Son nuestros mismos paisanos los que no saben comportarse, dan espectáculos en los buses, incluso comienzan a robar.
Publicidad
Es difícil encontrar trabajo, por el mismo motivo; cuando yo llegué a Italia, los ecuatorianos éramos bien vistos, recuerdo que en los trabajos ni pedían recomendaciones; ahora, por las personas que no se han sabido comportar las cosas cambiaron.

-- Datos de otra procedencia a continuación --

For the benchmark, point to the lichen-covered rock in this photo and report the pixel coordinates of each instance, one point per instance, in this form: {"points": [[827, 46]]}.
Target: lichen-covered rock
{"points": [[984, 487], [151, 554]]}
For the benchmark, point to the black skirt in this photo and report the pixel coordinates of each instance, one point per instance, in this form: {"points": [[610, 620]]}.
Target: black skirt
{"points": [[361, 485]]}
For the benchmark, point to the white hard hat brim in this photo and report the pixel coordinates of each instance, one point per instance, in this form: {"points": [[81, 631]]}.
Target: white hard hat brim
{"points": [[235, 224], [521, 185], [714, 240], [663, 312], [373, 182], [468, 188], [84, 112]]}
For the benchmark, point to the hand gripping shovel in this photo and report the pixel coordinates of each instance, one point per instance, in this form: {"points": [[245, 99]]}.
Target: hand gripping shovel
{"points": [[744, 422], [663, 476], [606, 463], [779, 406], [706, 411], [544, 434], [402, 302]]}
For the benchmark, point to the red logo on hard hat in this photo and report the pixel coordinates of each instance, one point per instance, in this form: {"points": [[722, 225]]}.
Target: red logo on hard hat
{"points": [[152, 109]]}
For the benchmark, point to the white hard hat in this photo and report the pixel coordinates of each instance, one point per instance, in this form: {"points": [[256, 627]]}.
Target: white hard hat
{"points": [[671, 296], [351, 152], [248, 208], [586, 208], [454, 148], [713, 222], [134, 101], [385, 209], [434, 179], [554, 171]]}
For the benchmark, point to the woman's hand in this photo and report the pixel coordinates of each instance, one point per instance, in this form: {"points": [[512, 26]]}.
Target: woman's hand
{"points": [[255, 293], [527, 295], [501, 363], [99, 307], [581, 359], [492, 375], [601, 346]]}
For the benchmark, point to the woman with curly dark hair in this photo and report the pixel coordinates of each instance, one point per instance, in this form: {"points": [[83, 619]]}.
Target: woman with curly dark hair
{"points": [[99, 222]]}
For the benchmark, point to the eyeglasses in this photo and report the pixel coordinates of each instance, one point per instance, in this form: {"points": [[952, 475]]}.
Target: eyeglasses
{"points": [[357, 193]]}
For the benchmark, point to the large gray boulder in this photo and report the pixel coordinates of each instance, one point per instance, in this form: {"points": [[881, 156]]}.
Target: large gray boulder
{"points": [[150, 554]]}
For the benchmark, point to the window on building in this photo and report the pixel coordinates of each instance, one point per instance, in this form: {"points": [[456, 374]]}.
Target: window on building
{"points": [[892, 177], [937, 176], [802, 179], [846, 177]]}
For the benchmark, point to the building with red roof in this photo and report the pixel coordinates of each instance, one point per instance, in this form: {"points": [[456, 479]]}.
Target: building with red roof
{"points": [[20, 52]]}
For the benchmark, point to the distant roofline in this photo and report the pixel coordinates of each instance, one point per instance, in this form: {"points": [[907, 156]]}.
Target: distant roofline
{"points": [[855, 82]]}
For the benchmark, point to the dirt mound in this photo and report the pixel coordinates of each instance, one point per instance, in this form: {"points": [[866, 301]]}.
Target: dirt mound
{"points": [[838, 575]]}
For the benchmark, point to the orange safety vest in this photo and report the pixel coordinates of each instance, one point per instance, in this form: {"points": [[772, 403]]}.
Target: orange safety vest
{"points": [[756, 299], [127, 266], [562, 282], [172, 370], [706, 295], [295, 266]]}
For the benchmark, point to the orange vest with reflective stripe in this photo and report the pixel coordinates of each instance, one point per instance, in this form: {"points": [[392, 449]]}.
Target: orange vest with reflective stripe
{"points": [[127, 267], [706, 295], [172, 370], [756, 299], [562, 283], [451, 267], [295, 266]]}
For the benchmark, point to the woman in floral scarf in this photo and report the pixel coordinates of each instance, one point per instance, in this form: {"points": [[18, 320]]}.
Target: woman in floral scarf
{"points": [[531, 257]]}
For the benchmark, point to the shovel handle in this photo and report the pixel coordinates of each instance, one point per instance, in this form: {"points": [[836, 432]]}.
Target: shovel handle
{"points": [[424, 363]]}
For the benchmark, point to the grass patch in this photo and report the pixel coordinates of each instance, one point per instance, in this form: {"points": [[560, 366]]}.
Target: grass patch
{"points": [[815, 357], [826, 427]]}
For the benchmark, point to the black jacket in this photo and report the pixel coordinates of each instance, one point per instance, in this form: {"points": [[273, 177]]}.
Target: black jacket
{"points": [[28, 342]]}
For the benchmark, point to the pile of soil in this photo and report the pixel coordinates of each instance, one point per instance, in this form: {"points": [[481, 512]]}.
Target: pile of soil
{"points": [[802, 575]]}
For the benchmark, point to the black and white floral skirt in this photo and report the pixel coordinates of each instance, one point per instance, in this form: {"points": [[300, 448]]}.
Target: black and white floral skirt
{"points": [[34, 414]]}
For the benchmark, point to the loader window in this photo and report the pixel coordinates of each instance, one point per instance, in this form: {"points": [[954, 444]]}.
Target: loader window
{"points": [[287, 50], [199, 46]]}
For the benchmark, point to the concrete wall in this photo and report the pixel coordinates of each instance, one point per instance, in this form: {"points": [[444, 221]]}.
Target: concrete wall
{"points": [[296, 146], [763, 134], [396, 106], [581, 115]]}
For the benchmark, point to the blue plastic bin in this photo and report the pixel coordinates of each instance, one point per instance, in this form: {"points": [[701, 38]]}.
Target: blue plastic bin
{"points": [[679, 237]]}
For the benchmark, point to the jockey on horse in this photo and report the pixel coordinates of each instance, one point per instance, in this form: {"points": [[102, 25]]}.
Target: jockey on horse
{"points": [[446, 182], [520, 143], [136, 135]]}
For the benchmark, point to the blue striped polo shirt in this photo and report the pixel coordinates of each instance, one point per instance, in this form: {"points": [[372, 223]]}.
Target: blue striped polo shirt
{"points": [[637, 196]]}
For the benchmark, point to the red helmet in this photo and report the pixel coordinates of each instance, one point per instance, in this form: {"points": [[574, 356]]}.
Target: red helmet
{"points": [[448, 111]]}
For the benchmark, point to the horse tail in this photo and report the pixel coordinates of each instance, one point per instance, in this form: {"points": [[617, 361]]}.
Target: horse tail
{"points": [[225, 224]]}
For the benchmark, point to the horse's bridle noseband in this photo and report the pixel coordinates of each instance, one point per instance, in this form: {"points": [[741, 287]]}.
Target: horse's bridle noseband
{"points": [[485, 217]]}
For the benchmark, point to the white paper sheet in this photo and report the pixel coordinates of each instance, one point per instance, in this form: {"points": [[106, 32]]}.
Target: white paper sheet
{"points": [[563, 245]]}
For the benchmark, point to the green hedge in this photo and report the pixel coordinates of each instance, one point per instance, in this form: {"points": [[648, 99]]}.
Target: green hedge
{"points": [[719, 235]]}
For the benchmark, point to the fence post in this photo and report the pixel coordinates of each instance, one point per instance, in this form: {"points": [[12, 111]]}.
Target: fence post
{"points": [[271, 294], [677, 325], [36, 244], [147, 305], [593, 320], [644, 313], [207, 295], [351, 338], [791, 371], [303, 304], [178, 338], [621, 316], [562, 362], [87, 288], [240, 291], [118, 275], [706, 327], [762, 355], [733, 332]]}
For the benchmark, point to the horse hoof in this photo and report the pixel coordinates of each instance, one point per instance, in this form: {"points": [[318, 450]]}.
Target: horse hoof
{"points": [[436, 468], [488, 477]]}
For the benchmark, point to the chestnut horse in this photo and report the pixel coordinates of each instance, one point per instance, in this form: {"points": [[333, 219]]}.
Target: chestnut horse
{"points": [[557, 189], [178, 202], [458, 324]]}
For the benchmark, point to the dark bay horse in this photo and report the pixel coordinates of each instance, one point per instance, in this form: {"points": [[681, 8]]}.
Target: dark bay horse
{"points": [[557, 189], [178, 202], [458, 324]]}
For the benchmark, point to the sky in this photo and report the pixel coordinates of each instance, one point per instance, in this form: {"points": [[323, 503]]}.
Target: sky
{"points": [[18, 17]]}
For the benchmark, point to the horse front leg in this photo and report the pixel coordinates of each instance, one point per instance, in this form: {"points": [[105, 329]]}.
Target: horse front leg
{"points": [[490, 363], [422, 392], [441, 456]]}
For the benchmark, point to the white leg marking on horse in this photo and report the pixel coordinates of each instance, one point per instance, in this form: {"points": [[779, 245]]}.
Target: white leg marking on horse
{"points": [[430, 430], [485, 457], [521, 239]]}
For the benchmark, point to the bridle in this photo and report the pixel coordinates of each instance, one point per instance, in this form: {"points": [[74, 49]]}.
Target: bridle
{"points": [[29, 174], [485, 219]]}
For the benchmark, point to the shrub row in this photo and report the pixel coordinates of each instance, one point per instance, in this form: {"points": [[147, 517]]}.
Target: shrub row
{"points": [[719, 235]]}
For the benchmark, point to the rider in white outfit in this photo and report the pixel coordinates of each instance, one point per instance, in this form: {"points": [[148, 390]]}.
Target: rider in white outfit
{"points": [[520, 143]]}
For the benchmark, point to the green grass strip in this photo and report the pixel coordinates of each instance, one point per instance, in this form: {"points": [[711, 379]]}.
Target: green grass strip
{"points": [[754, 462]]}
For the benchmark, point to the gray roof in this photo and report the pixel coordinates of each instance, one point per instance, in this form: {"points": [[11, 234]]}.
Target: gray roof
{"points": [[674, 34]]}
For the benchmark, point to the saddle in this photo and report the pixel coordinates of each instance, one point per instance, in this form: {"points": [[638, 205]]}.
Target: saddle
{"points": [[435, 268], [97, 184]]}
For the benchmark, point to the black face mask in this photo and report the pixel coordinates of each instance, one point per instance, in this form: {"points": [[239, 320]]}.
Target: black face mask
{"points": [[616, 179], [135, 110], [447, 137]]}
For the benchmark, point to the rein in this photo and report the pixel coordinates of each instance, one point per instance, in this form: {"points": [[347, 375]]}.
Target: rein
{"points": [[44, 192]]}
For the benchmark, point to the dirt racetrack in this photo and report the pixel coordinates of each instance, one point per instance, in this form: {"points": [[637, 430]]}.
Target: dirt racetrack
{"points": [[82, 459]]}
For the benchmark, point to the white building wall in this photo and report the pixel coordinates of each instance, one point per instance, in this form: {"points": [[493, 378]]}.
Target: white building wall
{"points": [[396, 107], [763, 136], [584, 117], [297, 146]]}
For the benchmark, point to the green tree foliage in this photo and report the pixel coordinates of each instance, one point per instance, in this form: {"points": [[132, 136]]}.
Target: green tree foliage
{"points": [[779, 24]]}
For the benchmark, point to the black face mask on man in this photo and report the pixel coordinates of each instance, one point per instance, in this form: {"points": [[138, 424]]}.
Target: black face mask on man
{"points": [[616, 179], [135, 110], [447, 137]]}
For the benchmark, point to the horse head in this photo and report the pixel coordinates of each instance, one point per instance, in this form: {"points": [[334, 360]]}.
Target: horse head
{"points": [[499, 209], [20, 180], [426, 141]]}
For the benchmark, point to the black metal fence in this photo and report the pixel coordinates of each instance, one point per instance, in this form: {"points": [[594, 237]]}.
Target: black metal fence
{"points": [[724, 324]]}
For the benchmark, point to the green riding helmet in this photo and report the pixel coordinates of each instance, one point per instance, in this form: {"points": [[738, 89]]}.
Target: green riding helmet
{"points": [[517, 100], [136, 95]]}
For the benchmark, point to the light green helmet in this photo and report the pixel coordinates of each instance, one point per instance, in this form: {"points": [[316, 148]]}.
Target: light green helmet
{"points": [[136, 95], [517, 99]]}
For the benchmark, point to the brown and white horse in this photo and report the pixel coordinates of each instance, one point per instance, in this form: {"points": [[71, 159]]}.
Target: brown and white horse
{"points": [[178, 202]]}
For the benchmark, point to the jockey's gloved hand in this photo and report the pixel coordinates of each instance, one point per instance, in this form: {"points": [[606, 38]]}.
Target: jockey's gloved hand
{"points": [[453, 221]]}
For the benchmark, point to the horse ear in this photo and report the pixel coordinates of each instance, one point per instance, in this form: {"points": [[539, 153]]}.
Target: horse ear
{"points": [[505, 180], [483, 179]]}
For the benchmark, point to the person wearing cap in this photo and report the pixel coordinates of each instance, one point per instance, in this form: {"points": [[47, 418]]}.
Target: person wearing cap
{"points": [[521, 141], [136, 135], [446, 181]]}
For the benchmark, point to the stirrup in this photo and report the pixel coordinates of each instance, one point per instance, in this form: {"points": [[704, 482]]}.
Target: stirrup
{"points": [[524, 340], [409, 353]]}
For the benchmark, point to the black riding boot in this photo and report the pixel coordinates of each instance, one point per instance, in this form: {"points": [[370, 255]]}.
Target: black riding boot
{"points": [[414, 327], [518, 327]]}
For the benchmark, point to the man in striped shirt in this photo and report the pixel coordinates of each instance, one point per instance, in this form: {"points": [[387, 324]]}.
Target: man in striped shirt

Gracias a Dios yo encontré excelentes personas que me ayudaron y abrieron sus puertas en los momentos más duros, mientras quien ofreció el oro y el moro me abandonó. Supe ganarme la confianza y el plato de comida diario, porque donde ellos (familia Grillo Roccatagliata) yo no pagaba nada, me consiguieron trabajo y después mis jefes me tramitaron los documentos; poco a poco me organicé, con mi casa, estuve 3 años sola, hasta que conocí un joven que hoy es mi esposo, ahora me dedico solo a mi familia, no trabajo, y estudio. Traje a mi madre, mi hermano; mi madre trabaja, mi hermano labora en el día como chef y estudia por la noche; mi vida cambió por completo, sufrí por estar lejos de mi familia, pero Dios me supo recompensar, tuve deseos de superación, sin envidiar nada a nadie y sin hacer mal a nadie, por este motivo no veo justo que tantas personas acá se quejan siempre.